Ecco allora il problema centrale: il significato culturale del cibo non è mai fisso,
malgrado i vari tentativi internazionali di collocarlo sotto l’etichetta del “patrimonio”. La caccia
all’autenticità risale più alla politica degli stati nazionali che al mondo della gastronomia, come
si vede nelle campagne di vari governi per promuovere le “loro” gastronomie all’estero. È un
fenomeno che si svolge anche intorno ai punti di contatto tra culture di immigrati e nativi dove la
cosiddetta “autenticità” costituisce un elemento commerciale di grande importanza ma dove, in
realtà, vengono effettuati migliaia di compromessi a scopo di attirare clientele che vogliono
provare un po’ di esperienze esotiche senza comunque accettare cambiamenti radicali nelle loro
abitudini alimentari. La cucina chiamata “italiana” negli Usa fornisce un ottimo esempio di
questo tipo di trasformazione. Spesso escono fuori voci di “esperti” pronti a condannare
qualsiasi compromesso; ma hanno ragione? In che senso? Qui, appunto, si vede che vengono
negoziati anche i criteri più “tradizionali”. Queste dinamiche s’intrecciano anche con diversi
fattori sociali (età, generazione, sesso, professione, livello d’istruzione ecc.). Inoltre, nei
ristoranti, l’analisi etnografica deve prendere in considerazione anche i rapporti tra camerieri e
clienti.
Se vogliamo capire meglio il significato della patrimonializzazione della gastronomia,
servono indagini sugli appositi processi burocratici e politici nei vari contesti nazionali e
regionali. Si sono già svolte alcune ricerche del genere, ma sarebbe opportuno organizzare la
ricerca in maniera più globale e più comparativa. I sapori riflettono cambiamenti sia nella
struttura sociale di un paese che nei rapporti di ogni singolo paese con il turismo e con i territori
confinanti.

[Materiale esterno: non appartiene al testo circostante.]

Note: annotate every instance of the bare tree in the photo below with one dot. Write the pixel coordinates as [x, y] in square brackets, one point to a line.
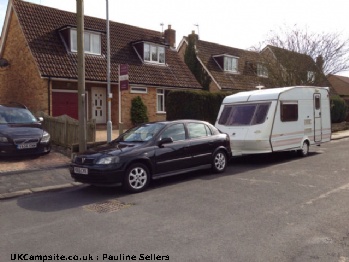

L'accentuazione sulle culture gastronomiche locali si manifesta anche nel caso del
cibo “etnico” in diverse città italiane, dove la paura dell’ignoto spinge verso una forte
reificazione del sistema gustemico “italiano” (concetto comparabile con altre cucine
“nazionali”), alla quale reagiscono anche le cucine “etniche”, le quali assumono sempre nuove
variazioni nel nome, paradossalmente, dell’autenticità.
L’alimentazione, troppo spesso, va concepita esclusivamente o in termini del patrimonio
immateriale o in quelli della biologia del corpo umano. I dibattiti sull’autenticità invece
dimostrano con chiarezza il suo carattere decisamente politico. Cucinare e mangiare sono due
atti che manifestano la “micro-politica” della quotidianità, filtrata sia dalla diversità enorme di
ceti, di culture locali e di scelte personali che dalle esigenze storiche di ogni società.